CAV seminar by Dr. Ashwin Renganathan from AERSP

Gaussian processes and Bayesian decision theory for engineering decision-making

Published: Oct 8, 2024 by Daning Huang

We hosted Dr. Ashwin Renganathan from AERSP/ICDS of PSU for a CAV talk via the AI/ML technical group. Dr. Renganathan is an expert in Bayesian decision theory.

Abstract Modern day engineering decision-making involves one or more computer simulation oracles of an engineered system which can be queried on-demand to learn the system response to control input. Querying simulation oracles, also called “computer experiments”, incur a non-trivial computational cost, which increases with the level of fidelity in the underlying models. For instance, a realistic computational aerodynamic simulation of an aircraft can cost several thousands of CPU hours to compute—anything more than a few dozens of such simulations is prohibitive. Therefore, a central goal of engineering decision-making is to optimally design computer experiments, to maximize the value of information extracted at minimal computational effort.

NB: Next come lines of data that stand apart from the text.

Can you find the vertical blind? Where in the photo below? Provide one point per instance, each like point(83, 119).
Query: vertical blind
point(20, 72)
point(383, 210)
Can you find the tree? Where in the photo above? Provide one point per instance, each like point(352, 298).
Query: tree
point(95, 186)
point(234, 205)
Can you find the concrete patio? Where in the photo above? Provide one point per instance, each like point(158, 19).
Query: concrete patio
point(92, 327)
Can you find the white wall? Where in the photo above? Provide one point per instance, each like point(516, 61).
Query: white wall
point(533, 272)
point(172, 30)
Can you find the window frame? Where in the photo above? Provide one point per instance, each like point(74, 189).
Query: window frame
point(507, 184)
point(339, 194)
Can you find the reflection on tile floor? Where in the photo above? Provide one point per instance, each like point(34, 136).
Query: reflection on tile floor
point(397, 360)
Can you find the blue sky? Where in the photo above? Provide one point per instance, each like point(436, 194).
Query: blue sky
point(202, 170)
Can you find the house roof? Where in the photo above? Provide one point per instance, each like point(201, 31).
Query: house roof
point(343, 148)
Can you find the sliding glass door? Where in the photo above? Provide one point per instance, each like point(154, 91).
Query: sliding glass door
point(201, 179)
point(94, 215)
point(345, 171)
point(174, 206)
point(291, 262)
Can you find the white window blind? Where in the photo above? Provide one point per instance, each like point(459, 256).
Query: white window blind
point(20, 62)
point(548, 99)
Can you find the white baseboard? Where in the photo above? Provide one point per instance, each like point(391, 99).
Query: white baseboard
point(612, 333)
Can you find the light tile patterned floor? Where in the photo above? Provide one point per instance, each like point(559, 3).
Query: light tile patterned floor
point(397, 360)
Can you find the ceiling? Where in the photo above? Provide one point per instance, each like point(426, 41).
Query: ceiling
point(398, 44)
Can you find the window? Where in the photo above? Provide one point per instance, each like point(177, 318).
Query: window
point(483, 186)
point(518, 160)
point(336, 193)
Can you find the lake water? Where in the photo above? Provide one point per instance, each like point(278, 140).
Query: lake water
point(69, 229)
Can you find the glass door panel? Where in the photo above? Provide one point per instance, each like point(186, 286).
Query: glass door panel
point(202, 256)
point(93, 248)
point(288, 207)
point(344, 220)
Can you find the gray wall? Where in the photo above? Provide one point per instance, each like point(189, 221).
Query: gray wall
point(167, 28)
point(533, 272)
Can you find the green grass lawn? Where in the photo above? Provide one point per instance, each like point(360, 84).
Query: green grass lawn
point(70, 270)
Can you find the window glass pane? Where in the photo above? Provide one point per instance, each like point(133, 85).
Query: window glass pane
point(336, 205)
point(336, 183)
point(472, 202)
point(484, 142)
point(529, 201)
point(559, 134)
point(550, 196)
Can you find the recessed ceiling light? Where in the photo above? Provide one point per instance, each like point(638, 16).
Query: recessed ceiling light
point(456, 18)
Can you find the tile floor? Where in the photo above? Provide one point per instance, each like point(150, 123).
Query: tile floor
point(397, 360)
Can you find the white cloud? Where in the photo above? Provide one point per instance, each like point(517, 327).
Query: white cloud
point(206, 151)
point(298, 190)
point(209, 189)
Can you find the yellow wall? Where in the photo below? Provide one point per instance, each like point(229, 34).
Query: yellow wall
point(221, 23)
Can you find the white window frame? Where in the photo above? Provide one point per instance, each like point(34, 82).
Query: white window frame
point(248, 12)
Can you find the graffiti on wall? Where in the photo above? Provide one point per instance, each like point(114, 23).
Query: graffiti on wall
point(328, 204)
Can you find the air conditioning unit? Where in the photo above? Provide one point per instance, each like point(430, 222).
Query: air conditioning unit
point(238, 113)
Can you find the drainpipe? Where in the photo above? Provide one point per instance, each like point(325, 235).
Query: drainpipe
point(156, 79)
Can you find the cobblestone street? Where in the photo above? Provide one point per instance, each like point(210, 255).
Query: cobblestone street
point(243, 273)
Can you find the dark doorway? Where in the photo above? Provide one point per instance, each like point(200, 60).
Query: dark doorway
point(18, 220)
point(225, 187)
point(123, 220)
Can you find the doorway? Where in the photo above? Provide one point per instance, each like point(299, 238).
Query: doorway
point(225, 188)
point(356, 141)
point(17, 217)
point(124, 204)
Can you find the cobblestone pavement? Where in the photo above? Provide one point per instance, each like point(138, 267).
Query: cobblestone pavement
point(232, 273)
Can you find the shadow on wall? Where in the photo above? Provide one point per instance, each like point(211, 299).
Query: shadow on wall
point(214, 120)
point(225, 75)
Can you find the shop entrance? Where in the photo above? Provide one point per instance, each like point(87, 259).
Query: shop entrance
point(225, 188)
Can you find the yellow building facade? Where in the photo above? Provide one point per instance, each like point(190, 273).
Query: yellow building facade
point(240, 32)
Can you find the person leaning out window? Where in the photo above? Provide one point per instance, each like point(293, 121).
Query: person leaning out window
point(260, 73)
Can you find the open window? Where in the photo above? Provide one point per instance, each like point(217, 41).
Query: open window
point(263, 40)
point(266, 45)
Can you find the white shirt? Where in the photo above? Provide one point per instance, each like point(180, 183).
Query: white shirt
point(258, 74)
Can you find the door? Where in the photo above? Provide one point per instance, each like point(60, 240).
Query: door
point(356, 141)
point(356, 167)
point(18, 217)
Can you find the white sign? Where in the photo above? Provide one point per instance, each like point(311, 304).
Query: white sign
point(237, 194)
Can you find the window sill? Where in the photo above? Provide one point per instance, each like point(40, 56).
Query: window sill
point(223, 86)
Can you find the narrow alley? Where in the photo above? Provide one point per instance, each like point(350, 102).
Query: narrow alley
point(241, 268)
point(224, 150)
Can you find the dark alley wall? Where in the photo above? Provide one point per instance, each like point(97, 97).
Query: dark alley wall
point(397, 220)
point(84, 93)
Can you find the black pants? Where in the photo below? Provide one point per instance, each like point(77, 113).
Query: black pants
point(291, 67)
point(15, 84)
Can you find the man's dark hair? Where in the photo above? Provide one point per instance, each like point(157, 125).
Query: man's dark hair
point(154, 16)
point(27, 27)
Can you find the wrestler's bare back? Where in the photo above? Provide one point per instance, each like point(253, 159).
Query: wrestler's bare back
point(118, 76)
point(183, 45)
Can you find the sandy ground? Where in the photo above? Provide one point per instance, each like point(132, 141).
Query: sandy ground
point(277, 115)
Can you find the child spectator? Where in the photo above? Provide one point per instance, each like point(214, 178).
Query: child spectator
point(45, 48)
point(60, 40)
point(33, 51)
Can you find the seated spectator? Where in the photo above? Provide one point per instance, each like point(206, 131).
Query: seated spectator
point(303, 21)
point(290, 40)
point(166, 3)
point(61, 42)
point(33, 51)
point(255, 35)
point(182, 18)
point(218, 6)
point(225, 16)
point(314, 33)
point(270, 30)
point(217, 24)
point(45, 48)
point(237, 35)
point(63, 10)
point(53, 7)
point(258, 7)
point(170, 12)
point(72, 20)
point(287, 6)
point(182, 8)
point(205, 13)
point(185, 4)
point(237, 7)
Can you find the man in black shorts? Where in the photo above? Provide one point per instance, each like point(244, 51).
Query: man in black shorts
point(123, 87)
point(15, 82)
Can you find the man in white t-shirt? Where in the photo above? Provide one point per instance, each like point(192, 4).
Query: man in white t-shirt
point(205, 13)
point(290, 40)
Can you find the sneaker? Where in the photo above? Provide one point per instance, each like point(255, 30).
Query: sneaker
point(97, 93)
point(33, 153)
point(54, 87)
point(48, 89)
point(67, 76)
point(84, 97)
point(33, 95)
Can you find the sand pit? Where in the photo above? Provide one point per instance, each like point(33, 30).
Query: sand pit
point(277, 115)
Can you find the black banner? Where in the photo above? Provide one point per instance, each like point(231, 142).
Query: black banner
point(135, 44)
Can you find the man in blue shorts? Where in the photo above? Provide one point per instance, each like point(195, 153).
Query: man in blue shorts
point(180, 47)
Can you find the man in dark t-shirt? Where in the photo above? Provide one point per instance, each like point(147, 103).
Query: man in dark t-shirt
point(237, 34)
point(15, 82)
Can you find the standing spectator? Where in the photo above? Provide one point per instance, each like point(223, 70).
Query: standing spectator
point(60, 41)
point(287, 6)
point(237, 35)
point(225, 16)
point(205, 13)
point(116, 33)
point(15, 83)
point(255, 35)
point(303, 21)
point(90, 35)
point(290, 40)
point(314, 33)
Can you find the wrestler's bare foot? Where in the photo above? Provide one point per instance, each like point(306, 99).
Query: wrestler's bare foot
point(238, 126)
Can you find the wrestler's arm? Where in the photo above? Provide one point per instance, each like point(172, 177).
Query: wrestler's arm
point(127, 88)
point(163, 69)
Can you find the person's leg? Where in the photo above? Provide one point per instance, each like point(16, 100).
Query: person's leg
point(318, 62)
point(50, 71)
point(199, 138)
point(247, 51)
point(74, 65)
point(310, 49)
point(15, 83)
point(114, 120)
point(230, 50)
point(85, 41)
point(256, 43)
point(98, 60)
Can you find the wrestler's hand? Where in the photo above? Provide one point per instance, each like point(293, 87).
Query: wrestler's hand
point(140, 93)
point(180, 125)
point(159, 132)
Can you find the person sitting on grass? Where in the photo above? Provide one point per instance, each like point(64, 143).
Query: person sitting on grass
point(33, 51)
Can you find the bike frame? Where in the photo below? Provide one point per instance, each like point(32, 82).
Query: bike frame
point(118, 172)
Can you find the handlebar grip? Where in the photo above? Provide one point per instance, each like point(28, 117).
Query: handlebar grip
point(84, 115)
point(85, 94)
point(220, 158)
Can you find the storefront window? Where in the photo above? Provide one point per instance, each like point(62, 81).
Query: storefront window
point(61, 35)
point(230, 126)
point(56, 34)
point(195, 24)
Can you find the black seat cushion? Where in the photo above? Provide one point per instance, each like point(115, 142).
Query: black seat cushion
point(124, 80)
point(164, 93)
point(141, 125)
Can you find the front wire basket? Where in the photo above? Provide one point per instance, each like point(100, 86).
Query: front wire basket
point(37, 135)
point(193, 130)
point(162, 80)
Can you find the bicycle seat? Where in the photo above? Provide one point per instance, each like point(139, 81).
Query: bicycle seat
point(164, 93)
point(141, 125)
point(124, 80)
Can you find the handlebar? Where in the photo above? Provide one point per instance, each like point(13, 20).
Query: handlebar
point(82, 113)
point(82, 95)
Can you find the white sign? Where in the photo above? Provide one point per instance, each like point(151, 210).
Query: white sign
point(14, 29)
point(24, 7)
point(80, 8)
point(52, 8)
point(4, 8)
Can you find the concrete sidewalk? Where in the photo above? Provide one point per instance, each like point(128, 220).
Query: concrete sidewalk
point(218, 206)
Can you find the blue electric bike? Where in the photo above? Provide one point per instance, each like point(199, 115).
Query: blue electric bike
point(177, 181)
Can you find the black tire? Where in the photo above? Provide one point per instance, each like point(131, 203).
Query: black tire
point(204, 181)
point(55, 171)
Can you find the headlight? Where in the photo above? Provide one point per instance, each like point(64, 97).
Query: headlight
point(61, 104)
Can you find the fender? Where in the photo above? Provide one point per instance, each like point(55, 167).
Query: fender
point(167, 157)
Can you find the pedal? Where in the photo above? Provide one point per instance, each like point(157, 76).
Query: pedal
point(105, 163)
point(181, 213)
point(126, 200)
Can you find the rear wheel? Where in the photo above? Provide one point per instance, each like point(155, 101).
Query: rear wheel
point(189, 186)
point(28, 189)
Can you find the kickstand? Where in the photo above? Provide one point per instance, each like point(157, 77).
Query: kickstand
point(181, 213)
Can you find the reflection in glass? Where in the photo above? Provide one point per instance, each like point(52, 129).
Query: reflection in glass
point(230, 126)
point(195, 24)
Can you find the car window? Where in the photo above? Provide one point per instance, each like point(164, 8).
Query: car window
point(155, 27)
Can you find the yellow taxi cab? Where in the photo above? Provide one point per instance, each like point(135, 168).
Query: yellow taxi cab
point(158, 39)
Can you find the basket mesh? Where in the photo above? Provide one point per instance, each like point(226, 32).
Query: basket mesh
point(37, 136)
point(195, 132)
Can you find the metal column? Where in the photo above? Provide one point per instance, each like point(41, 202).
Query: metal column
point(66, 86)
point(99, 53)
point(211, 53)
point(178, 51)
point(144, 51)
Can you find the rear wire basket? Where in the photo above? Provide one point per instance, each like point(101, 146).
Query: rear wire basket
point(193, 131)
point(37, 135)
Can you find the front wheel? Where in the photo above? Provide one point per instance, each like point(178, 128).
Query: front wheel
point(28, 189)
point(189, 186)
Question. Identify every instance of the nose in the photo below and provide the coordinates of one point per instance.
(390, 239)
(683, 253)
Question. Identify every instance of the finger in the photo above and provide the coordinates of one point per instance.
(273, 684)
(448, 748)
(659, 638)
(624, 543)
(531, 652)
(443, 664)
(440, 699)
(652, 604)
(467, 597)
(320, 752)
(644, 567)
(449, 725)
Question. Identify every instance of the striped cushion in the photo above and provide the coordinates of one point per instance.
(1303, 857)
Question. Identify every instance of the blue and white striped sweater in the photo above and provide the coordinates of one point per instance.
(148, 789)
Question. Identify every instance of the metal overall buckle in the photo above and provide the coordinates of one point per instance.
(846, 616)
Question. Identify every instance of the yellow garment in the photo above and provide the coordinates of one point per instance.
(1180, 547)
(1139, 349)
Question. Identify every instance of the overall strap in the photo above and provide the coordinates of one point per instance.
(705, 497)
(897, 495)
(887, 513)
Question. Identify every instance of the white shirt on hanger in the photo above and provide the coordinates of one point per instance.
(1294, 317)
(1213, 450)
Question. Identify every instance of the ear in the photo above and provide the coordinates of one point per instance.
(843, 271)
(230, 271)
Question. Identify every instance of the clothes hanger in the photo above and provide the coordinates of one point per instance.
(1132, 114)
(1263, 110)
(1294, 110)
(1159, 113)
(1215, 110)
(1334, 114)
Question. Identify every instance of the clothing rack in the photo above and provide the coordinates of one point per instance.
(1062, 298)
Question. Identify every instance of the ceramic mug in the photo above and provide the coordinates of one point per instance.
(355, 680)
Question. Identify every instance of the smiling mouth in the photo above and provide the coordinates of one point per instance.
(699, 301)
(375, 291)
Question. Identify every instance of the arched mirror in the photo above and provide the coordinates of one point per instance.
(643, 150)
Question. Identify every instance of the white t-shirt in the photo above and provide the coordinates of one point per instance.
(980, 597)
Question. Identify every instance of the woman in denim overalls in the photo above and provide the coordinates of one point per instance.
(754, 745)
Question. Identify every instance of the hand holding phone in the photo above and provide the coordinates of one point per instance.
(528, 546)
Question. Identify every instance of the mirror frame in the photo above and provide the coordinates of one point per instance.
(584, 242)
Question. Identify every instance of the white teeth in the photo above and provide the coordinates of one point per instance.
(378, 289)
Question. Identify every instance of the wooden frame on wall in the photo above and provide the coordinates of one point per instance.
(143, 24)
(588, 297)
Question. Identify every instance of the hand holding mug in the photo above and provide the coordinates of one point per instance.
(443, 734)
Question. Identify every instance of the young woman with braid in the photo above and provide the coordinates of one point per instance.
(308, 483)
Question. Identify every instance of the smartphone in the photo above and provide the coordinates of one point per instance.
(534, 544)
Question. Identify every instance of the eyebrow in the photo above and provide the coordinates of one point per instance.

In this talk, we will address problems anchored in the decision-making triad namely: experiment design, uncertainty quantification, and numerical optimization. Specifically, using variants of Gaussian process surrogate models and a Bayesian decision theoretic framework, we will show that problems in the decision-making triad can be solved in a principled, theoretically sound and, yet, (computational) cost-effective manner. We will show demonstrations on applications in computational aerodynamics.